Considering this list of backend parameters, we can now define the fundamental requirements of a CDN service dedicated to video streaming.

1. Better Coverage in Your Target Regions

Usually, target audiences aren’t dispersed equally across the globe. This means that in some regions, more bandwidth demand is experienced due to a higher user concentration. In these high-demand regions, any changes in your local backend infrastructure (whether good or bad) will have a substantial impact on user experience.

2. Expanded Network Capabilities

There is a clear correlation between video file size and network capacity. Delivering hi-res content for hundreds of thousands of viewers worldwide requires your CDN network to transfer dozens of gigabits per second. If the streaming content exceeds your network’s bandwidth, your video streaming quality will be severely negatively affected for end users.

Another meaningful characteristic of the network is connectivity. This refers to how well your infrastructure is interconnected with your internet service providers (ISPs,) internet exchange points (IXPs,) and other autonomous systems (AS) on the internet. The more connections your network has, the higher the number of optimal routes and lower TTFB you can provide for your clients. The number of connections also affects the quality of real-time communication (RTC) if it goes through your network.

3. Origin Shielding

RTC is challenging when you need to stream video through dozens of CDN servers. Multiple connections to your origin server could overload its computation resources and network bandwidth, and if that occurs, you will face network congestion and server shut down. The most efficient and simple way to prevent such a disaster is to create a second layer of caching between the origin and edge servers. This approach is called origin shielding.

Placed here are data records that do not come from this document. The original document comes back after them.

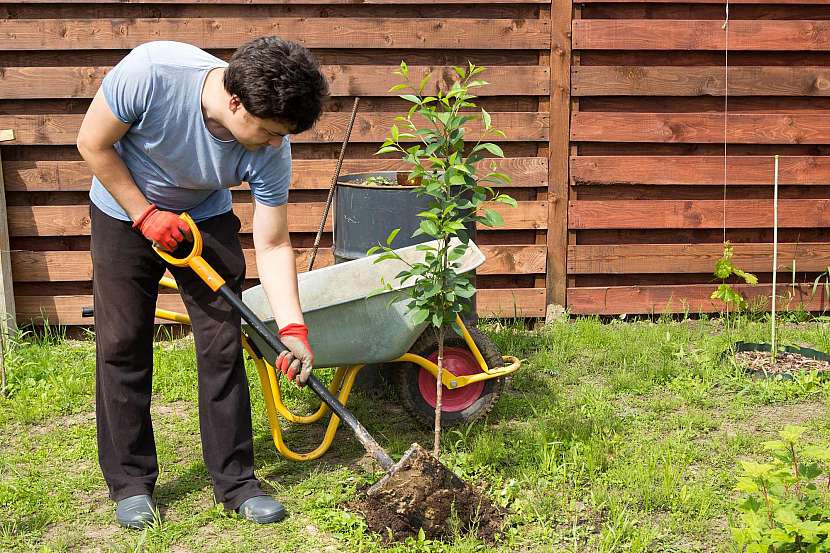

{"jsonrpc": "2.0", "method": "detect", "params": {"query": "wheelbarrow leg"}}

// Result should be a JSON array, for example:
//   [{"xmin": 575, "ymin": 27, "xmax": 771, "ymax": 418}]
[{"xmin": 250, "ymin": 353, "xmax": 365, "ymax": 461}]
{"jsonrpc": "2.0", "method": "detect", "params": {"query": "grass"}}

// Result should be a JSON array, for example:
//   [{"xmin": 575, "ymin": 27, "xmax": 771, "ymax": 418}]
[{"xmin": 1, "ymin": 315, "xmax": 829, "ymax": 552}]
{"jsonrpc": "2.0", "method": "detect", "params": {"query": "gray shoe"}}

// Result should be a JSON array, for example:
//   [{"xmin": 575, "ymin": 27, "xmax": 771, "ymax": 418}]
[
  {"xmin": 116, "ymin": 494, "xmax": 157, "ymax": 529},
  {"xmin": 236, "ymin": 495, "xmax": 286, "ymax": 524}
]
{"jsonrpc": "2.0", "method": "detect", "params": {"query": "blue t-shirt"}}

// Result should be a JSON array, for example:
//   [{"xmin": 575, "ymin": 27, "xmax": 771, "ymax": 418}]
[{"xmin": 89, "ymin": 41, "xmax": 292, "ymax": 222}]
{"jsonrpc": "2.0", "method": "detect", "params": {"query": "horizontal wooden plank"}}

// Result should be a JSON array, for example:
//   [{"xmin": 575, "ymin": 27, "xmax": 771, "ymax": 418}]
[
  {"xmin": 0, "ymin": 65, "xmax": 549, "ymax": 99},
  {"xmin": 12, "ymin": 245, "xmax": 546, "ymax": 282},
  {"xmin": 7, "ymin": 201, "xmax": 546, "ymax": 236},
  {"xmin": 577, "ymin": 0, "xmax": 828, "ymax": 3},
  {"xmin": 580, "ymin": 0, "xmax": 827, "ymax": 5},
  {"xmin": 571, "ymin": 113, "xmax": 830, "ymax": 144},
  {"xmin": 16, "ymin": 288, "xmax": 546, "ymax": 324},
  {"xmin": 569, "ymin": 243, "xmax": 830, "ymax": 274},
  {"xmin": 0, "ymin": 18, "xmax": 550, "ymax": 51},
  {"xmin": 573, "ymin": 20, "xmax": 830, "ymax": 51},
  {"xmin": 16, "ymin": 0, "xmax": 550, "ymax": 4},
  {"xmin": 4, "ymin": 157, "xmax": 547, "ymax": 191},
  {"xmin": 569, "ymin": 199, "xmax": 830, "ymax": 229},
  {"xmin": 568, "ymin": 284, "xmax": 828, "ymax": 315},
  {"xmin": 572, "ymin": 66, "xmax": 830, "ymax": 97},
  {"xmin": 570, "ymin": 156, "xmax": 830, "ymax": 186},
  {"xmin": 0, "ymin": 112, "xmax": 548, "ymax": 145}
]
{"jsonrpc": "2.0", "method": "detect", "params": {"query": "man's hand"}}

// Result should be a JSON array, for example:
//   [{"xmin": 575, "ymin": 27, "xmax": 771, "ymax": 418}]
[
  {"xmin": 276, "ymin": 323, "xmax": 314, "ymax": 386},
  {"xmin": 132, "ymin": 204, "xmax": 192, "ymax": 251}
]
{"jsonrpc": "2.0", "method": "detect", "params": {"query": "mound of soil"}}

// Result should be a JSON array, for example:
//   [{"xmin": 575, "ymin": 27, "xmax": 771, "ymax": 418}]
[
  {"xmin": 736, "ymin": 350, "xmax": 830, "ymax": 376},
  {"xmin": 347, "ymin": 443, "xmax": 504, "ymax": 543}
]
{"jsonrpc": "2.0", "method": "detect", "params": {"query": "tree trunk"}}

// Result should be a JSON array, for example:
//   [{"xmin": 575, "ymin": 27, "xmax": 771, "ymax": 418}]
[{"xmin": 433, "ymin": 325, "xmax": 444, "ymax": 458}]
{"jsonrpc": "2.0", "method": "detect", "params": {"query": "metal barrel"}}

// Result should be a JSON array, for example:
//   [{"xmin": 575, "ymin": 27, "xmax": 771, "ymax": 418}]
[{"xmin": 333, "ymin": 172, "xmax": 478, "ymax": 318}]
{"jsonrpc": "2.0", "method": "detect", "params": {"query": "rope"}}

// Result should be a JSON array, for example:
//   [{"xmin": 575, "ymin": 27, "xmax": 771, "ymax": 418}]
[{"xmin": 307, "ymin": 97, "xmax": 361, "ymax": 272}]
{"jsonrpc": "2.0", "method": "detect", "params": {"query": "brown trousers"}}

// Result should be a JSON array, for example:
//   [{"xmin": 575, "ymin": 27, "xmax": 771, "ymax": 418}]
[{"xmin": 90, "ymin": 203, "xmax": 265, "ymax": 509}]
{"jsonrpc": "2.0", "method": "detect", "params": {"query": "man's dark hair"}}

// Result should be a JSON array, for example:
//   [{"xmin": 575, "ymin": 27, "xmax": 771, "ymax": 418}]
[{"xmin": 224, "ymin": 36, "xmax": 328, "ymax": 134}]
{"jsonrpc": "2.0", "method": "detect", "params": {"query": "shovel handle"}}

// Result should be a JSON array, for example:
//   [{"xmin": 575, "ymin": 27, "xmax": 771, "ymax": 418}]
[
  {"xmin": 153, "ymin": 213, "xmax": 395, "ymax": 470},
  {"xmin": 215, "ymin": 285, "xmax": 395, "ymax": 471}
]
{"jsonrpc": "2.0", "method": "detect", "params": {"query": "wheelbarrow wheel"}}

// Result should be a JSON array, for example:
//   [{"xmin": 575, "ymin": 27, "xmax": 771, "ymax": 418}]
[{"xmin": 393, "ymin": 326, "xmax": 508, "ymax": 428}]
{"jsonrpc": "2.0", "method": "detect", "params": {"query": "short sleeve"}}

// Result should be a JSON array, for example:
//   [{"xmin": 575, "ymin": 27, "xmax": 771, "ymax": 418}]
[
  {"xmin": 246, "ymin": 139, "xmax": 292, "ymax": 207},
  {"xmin": 101, "ymin": 44, "xmax": 154, "ymax": 124}
]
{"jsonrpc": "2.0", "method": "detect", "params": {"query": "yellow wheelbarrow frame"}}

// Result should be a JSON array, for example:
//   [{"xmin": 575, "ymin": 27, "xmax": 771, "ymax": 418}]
[{"xmin": 155, "ymin": 276, "xmax": 521, "ymax": 462}]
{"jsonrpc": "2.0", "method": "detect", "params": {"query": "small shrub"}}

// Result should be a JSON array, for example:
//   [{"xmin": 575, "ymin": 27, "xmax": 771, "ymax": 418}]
[
  {"xmin": 712, "ymin": 241, "xmax": 759, "ymax": 311},
  {"xmin": 731, "ymin": 425, "xmax": 830, "ymax": 552}
]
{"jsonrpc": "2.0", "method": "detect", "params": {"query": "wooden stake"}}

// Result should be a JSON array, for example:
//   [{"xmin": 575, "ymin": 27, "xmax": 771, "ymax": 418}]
[
  {"xmin": 771, "ymin": 155, "xmax": 780, "ymax": 363},
  {"xmin": 0, "ymin": 130, "xmax": 17, "ymax": 396},
  {"xmin": 434, "ymin": 327, "xmax": 444, "ymax": 459}
]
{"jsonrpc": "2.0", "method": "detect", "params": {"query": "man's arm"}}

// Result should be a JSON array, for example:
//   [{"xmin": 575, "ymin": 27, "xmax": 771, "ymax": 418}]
[
  {"xmin": 76, "ymin": 89, "xmax": 151, "ymax": 221},
  {"xmin": 253, "ymin": 201, "xmax": 314, "ymax": 385},
  {"xmin": 252, "ymin": 201, "xmax": 304, "ymax": 328}
]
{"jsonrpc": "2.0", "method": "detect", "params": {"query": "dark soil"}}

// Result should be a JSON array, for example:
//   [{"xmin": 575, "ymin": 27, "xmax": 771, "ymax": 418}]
[
  {"xmin": 347, "ymin": 443, "xmax": 504, "ymax": 543},
  {"xmin": 736, "ymin": 350, "xmax": 830, "ymax": 376}
]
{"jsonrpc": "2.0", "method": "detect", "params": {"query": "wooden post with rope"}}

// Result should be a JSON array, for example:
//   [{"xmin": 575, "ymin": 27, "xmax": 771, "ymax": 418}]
[
  {"xmin": 307, "ymin": 98, "xmax": 360, "ymax": 272},
  {"xmin": 0, "ymin": 129, "xmax": 17, "ymax": 396}
]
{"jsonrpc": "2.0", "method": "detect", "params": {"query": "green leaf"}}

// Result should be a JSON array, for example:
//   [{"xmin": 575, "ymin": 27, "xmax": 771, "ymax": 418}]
[
  {"xmin": 367, "ymin": 286, "xmax": 387, "ymax": 299},
  {"xmin": 410, "ymin": 308, "xmax": 430, "ymax": 326},
  {"xmin": 472, "ymin": 142, "xmax": 504, "ymax": 158},
  {"xmin": 419, "ymin": 219, "xmax": 440, "ymax": 237},
  {"xmin": 494, "ymin": 194, "xmax": 518, "ymax": 208},
  {"xmin": 740, "ymin": 460, "xmax": 776, "ymax": 479},
  {"xmin": 762, "ymin": 440, "xmax": 787, "ymax": 453},
  {"xmin": 773, "ymin": 507, "xmax": 801, "ymax": 529},
  {"xmin": 779, "ymin": 425, "xmax": 807, "ymax": 444},
  {"xmin": 400, "ymin": 94, "xmax": 421, "ymax": 105},
  {"xmin": 388, "ymin": 83, "xmax": 408, "ymax": 93},
  {"xmin": 448, "ymin": 245, "xmax": 466, "ymax": 262},
  {"xmin": 481, "ymin": 108, "xmax": 492, "ymax": 130},
  {"xmin": 711, "ymin": 283, "xmax": 747, "ymax": 308},
  {"xmin": 803, "ymin": 445, "xmax": 830, "ymax": 462},
  {"xmin": 482, "ymin": 171, "xmax": 511, "ymax": 185},
  {"xmin": 417, "ymin": 72, "xmax": 432, "ymax": 94},
  {"xmin": 386, "ymin": 228, "xmax": 401, "ymax": 246},
  {"xmin": 377, "ymin": 252, "xmax": 404, "ymax": 265},
  {"xmin": 713, "ymin": 257, "xmax": 733, "ymax": 279},
  {"xmin": 480, "ymin": 208, "xmax": 505, "ymax": 228},
  {"xmin": 417, "ymin": 210, "xmax": 440, "ymax": 221},
  {"xmin": 399, "ymin": 60, "xmax": 409, "ymax": 77},
  {"xmin": 366, "ymin": 245, "xmax": 381, "ymax": 256},
  {"xmin": 376, "ymin": 145, "xmax": 398, "ymax": 155},
  {"xmin": 734, "ymin": 268, "xmax": 759, "ymax": 285}
]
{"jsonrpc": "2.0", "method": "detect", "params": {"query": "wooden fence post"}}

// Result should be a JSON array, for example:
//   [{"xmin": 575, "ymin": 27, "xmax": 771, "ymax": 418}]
[
  {"xmin": 0, "ymin": 129, "xmax": 17, "ymax": 396},
  {"xmin": 546, "ymin": 0, "xmax": 573, "ymax": 313}
]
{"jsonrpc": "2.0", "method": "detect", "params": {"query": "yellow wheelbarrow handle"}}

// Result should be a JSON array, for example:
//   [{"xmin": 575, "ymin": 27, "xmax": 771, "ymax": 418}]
[{"xmin": 153, "ymin": 213, "xmax": 226, "ymax": 292}]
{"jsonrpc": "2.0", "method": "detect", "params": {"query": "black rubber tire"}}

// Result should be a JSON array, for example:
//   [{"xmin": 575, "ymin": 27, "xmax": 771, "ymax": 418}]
[{"xmin": 392, "ymin": 326, "xmax": 508, "ymax": 428}]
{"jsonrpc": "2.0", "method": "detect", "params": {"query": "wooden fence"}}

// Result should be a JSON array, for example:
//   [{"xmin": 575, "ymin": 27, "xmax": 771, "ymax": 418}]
[
  {"xmin": 1, "ymin": 1, "xmax": 829, "ymax": 326},
  {"xmin": 567, "ymin": 0, "xmax": 830, "ymax": 315},
  {"xmin": 0, "ymin": 0, "xmax": 553, "ymax": 325}
]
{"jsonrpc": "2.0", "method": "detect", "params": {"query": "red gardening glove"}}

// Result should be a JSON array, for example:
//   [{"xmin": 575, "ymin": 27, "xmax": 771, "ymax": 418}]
[
  {"xmin": 277, "ymin": 323, "xmax": 314, "ymax": 387},
  {"xmin": 132, "ymin": 204, "xmax": 192, "ymax": 252}
]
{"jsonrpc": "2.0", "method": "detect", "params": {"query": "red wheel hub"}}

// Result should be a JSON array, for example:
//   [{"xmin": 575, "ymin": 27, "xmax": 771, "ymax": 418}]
[{"xmin": 418, "ymin": 346, "xmax": 486, "ymax": 412}]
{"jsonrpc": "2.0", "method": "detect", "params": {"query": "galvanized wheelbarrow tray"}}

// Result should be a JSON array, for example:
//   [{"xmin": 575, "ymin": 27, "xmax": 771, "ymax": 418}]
[{"xmin": 124, "ymin": 238, "xmax": 521, "ymax": 462}]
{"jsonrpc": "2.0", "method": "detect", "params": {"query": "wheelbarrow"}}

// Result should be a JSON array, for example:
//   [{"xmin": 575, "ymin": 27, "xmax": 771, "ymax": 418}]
[{"xmin": 85, "ymin": 216, "xmax": 521, "ymax": 462}]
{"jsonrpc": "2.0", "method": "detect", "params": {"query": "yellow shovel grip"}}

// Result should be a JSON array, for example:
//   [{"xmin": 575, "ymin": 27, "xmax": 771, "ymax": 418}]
[
  {"xmin": 190, "ymin": 256, "xmax": 226, "ymax": 292},
  {"xmin": 153, "ymin": 213, "xmax": 226, "ymax": 291}
]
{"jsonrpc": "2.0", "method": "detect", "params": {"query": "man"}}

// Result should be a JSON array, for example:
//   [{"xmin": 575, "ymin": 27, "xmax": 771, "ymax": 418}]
[{"xmin": 76, "ymin": 37, "xmax": 328, "ymax": 529}]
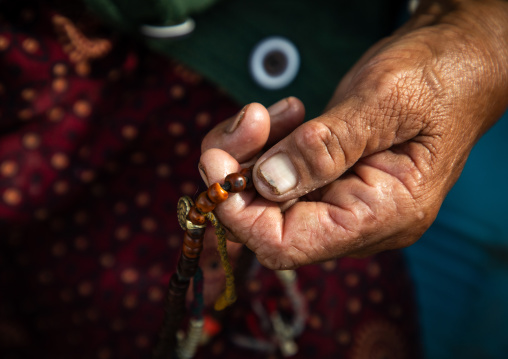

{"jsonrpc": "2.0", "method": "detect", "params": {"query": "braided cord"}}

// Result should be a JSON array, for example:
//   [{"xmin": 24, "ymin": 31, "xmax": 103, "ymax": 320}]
[{"xmin": 205, "ymin": 211, "xmax": 237, "ymax": 311}]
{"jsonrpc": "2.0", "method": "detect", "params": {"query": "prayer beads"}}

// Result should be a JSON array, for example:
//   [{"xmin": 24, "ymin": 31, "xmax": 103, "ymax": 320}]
[
  {"xmin": 154, "ymin": 167, "xmax": 253, "ymax": 359},
  {"xmin": 179, "ymin": 168, "xmax": 252, "ymax": 259}
]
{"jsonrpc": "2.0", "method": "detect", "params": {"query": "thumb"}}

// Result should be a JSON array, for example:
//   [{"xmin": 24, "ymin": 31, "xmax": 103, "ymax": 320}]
[{"xmin": 252, "ymin": 76, "xmax": 426, "ymax": 201}]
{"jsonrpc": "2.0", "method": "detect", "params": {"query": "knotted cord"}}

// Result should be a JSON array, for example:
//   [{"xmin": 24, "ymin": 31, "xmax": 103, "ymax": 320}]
[{"xmin": 205, "ymin": 211, "xmax": 237, "ymax": 311}]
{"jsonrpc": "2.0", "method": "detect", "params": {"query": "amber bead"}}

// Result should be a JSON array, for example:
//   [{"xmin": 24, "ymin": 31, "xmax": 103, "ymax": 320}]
[
  {"xmin": 183, "ymin": 231, "xmax": 203, "ymax": 249},
  {"xmin": 207, "ymin": 182, "xmax": 229, "ymax": 203},
  {"xmin": 187, "ymin": 206, "xmax": 205, "ymax": 225},
  {"xmin": 182, "ymin": 232, "xmax": 203, "ymax": 258},
  {"xmin": 225, "ymin": 173, "xmax": 246, "ymax": 193},
  {"xmin": 240, "ymin": 167, "xmax": 253, "ymax": 190},
  {"xmin": 182, "ymin": 244, "xmax": 202, "ymax": 259},
  {"xmin": 195, "ymin": 192, "xmax": 216, "ymax": 213}
]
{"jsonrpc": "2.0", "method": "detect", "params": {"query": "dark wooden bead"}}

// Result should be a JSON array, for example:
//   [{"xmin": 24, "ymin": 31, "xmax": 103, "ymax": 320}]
[
  {"xmin": 240, "ymin": 167, "xmax": 254, "ymax": 189},
  {"xmin": 167, "ymin": 275, "xmax": 189, "ymax": 301},
  {"xmin": 186, "ymin": 226, "xmax": 205, "ymax": 239},
  {"xmin": 225, "ymin": 173, "xmax": 246, "ymax": 193},
  {"xmin": 207, "ymin": 182, "xmax": 229, "ymax": 203},
  {"xmin": 187, "ymin": 206, "xmax": 205, "ymax": 225},
  {"xmin": 195, "ymin": 192, "xmax": 216, "ymax": 213},
  {"xmin": 177, "ymin": 255, "xmax": 200, "ymax": 280},
  {"xmin": 220, "ymin": 181, "xmax": 231, "ymax": 192}
]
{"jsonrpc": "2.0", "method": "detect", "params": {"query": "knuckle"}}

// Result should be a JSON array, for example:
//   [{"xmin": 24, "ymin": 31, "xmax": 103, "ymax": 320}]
[
  {"xmin": 255, "ymin": 239, "xmax": 303, "ymax": 270},
  {"xmin": 293, "ymin": 121, "xmax": 342, "ymax": 180},
  {"xmin": 257, "ymin": 247, "xmax": 288, "ymax": 270},
  {"xmin": 257, "ymin": 255, "xmax": 283, "ymax": 270}
]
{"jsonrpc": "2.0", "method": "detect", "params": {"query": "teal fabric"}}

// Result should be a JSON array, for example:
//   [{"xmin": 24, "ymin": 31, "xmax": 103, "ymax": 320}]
[{"xmin": 404, "ymin": 112, "xmax": 508, "ymax": 359}]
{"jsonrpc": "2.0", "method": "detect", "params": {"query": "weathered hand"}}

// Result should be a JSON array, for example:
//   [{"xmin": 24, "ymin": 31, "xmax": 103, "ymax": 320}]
[
  {"xmin": 197, "ymin": 98, "xmax": 305, "ymax": 304},
  {"xmin": 201, "ymin": 0, "xmax": 508, "ymax": 269}
]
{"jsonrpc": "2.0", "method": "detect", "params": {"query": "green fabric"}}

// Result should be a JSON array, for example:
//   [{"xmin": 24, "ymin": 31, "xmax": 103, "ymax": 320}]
[
  {"xmin": 84, "ymin": 0, "xmax": 221, "ymax": 32},
  {"xmin": 144, "ymin": 0, "xmax": 397, "ymax": 118},
  {"xmin": 85, "ymin": 0, "xmax": 399, "ymax": 118}
]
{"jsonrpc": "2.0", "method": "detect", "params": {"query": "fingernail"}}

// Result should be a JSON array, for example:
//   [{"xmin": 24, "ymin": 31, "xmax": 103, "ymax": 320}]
[
  {"xmin": 267, "ymin": 98, "xmax": 289, "ymax": 117},
  {"xmin": 258, "ymin": 153, "xmax": 297, "ymax": 195},
  {"xmin": 227, "ymin": 105, "xmax": 249, "ymax": 133},
  {"xmin": 198, "ymin": 163, "xmax": 209, "ymax": 186}
]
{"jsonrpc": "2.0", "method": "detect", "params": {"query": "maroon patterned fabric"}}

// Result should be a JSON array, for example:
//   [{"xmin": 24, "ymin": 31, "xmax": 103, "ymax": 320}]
[{"xmin": 0, "ymin": 2, "xmax": 421, "ymax": 359}]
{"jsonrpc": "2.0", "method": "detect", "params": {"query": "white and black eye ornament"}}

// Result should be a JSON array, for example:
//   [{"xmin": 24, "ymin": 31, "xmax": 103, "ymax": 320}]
[{"xmin": 249, "ymin": 36, "xmax": 300, "ymax": 90}]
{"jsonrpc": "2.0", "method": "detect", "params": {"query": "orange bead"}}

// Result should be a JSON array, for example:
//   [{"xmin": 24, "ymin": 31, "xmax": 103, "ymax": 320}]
[
  {"xmin": 195, "ymin": 192, "xmax": 216, "ymax": 213},
  {"xmin": 225, "ymin": 173, "xmax": 246, "ymax": 193},
  {"xmin": 187, "ymin": 206, "xmax": 205, "ymax": 225},
  {"xmin": 182, "ymin": 231, "xmax": 203, "ymax": 259},
  {"xmin": 183, "ymin": 231, "xmax": 203, "ymax": 249},
  {"xmin": 207, "ymin": 182, "xmax": 228, "ymax": 203},
  {"xmin": 182, "ymin": 244, "xmax": 202, "ymax": 259}
]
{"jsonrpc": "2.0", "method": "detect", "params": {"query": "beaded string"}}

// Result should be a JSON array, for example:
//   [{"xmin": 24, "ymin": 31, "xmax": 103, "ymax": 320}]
[
  {"xmin": 204, "ymin": 211, "xmax": 236, "ymax": 311},
  {"xmin": 153, "ymin": 167, "xmax": 253, "ymax": 359}
]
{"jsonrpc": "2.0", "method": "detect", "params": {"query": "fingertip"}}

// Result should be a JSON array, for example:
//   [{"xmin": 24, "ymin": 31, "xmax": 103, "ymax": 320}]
[
  {"xmin": 199, "ymin": 148, "xmax": 242, "ymax": 185},
  {"xmin": 286, "ymin": 96, "xmax": 305, "ymax": 117},
  {"xmin": 201, "ymin": 102, "xmax": 271, "ymax": 163},
  {"xmin": 247, "ymin": 102, "xmax": 271, "ymax": 121},
  {"xmin": 227, "ymin": 103, "xmax": 269, "ymax": 133},
  {"xmin": 240, "ymin": 103, "xmax": 271, "ymax": 137},
  {"xmin": 267, "ymin": 97, "xmax": 304, "ymax": 117},
  {"xmin": 253, "ymin": 151, "xmax": 299, "ymax": 201}
]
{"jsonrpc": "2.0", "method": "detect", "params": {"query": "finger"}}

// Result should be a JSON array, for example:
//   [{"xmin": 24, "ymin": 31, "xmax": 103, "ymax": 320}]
[
  {"xmin": 201, "ymin": 98, "xmax": 305, "ymax": 163},
  {"xmin": 201, "ymin": 103, "xmax": 270, "ymax": 164},
  {"xmin": 199, "ymin": 148, "xmax": 285, "ymax": 265},
  {"xmin": 266, "ymin": 97, "xmax": 306, "ymax": 145},
  {"xmin": 199, "ymin": 148, "xmax": 405, "ymax": 269},
  {"xmin": 201, "ymin": 148, "xmax": 430, "ymax": 270},
  {"xmin": 200, "ymin": 148, "xmax": 349, "ymax": 269},
  {"xmin": 319, "ymin": 143, "xmax": 439, "ymax": 257},
  {"xmin": 252, "ymin": 56, "xmax": 429, "ymax": 202}
]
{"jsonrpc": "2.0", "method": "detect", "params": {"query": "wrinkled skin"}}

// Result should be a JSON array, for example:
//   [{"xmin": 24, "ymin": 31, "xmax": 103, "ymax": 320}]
[{"xmin": 199, "ymin": 0, "xmax": 508, "ymax": 270}]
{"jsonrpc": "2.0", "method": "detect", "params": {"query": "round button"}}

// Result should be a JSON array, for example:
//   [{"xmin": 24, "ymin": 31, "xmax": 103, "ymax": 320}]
[{"xmin": 249, "ymin": 37, "xmax": 300, "ymax": 90}]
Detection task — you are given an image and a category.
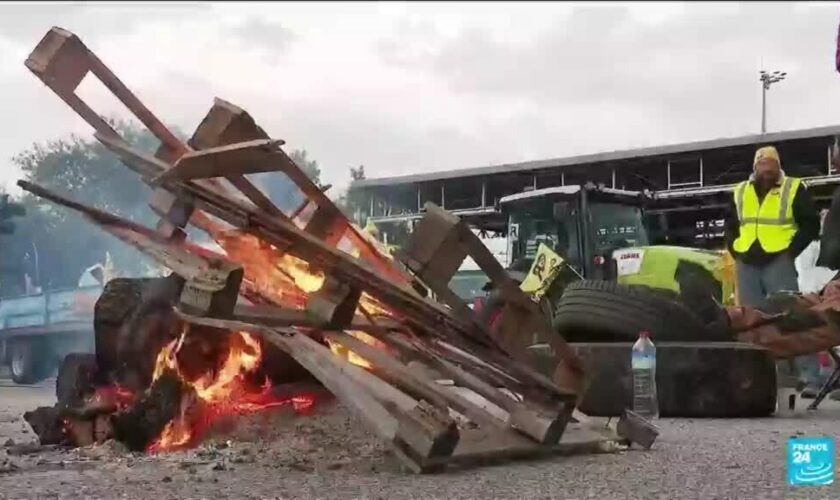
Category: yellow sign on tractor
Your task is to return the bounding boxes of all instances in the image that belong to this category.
[520,243,564,299]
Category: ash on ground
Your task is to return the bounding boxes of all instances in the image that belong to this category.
[2,396,396,489]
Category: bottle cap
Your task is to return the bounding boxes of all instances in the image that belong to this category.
[639,331,650,338]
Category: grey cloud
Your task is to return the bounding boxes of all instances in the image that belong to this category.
[413,4,826,100]
[229,17,296,65]
[380,3,840,146]
[0,3,209,46]
[241,96,507,187]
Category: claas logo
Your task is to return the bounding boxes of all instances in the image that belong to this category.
[619,252,641,260]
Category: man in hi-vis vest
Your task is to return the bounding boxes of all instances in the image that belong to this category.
[725,146,819,305]
[725,145,821,395]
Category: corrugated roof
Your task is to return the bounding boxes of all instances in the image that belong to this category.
[352,124,840,189]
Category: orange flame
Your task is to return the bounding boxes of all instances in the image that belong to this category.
[215,231,324,307]
[325,330,390,370]
[146,326,316,452]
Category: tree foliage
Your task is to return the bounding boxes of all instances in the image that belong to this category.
[253,148,322,213]
[288,149,321,187]
[0,120,165,296]
[350,165,366,182]
[336,164,367,224]
[0,129,340,297]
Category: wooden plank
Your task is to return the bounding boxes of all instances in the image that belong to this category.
[265,328,399,442]
[75,140,477,335]
[93,133,230,235]
[225,175,289,221]
[184,97,408,285]
[262,329,459,468]
[228,303,406,334]
[151,139,284,185]
[323,332,506,430]
[25,28,182,156]
[375,331,573,446]
[176,313,458,467]
[25,29,286,228]
[399,203,584,397]
[571,409,658,450]
[429,350,569,445]
[446,424,622,467]
[306,276,361,328]
[20,145,576,404]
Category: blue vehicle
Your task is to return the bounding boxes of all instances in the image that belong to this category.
[0,280,102,384]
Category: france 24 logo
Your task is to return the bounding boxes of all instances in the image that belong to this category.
[788,437,834,486]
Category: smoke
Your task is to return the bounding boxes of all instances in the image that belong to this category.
[250,171,307,213]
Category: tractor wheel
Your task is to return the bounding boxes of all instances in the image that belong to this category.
[528,342,778,417]
[553,280,731,342]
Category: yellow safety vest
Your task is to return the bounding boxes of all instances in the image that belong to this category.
[732,176,801,254]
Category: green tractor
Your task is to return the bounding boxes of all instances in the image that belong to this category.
[487,183,777,419]
[484,182,736,342]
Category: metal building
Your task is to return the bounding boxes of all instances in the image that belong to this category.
[349,125,840,249]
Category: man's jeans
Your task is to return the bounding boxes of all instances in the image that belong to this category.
[736,254,823,389]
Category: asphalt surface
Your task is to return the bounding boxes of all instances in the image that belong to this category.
[1,378,840,499]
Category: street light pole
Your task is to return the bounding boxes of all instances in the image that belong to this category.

4. Live-Optimized Caching Mechanisms

For live streaming use cases, the main performance criteria is to reduce the time gap between what’s happening in reality and when that arrives on users’ devices, which is called latency. Here are some techniques on how to improve latency on CDN servers.

  • Low-latency and ultra-low latency protocols. Using ultra-low latency streaming protocols like HESP can potentially decrease the live broadcasting delays by up to 0.5 seconds.
  • RAM-based caching for live streaming. Since RAM is a fast storage unit, your input and output operations on the edge servers will happen blazingly fast.
  • Micro-segmented caching. Delivering a video as a micro-segments minimizes the latency of live streaming because your client doesn’t need to wait for big video segments to be downloaded from the caching server.

5. Additional Customer Features

Although core features of a video CDN are contained within its basic infrastructure characteristics, in some cases you need more than just a content delivery service. Since video is becoming a key online medium, an increasing number of businesses are trying to adopt its potential for their commercial and entertainment purposes. This demands a simplified, full-service video streaming process from cloud service providers.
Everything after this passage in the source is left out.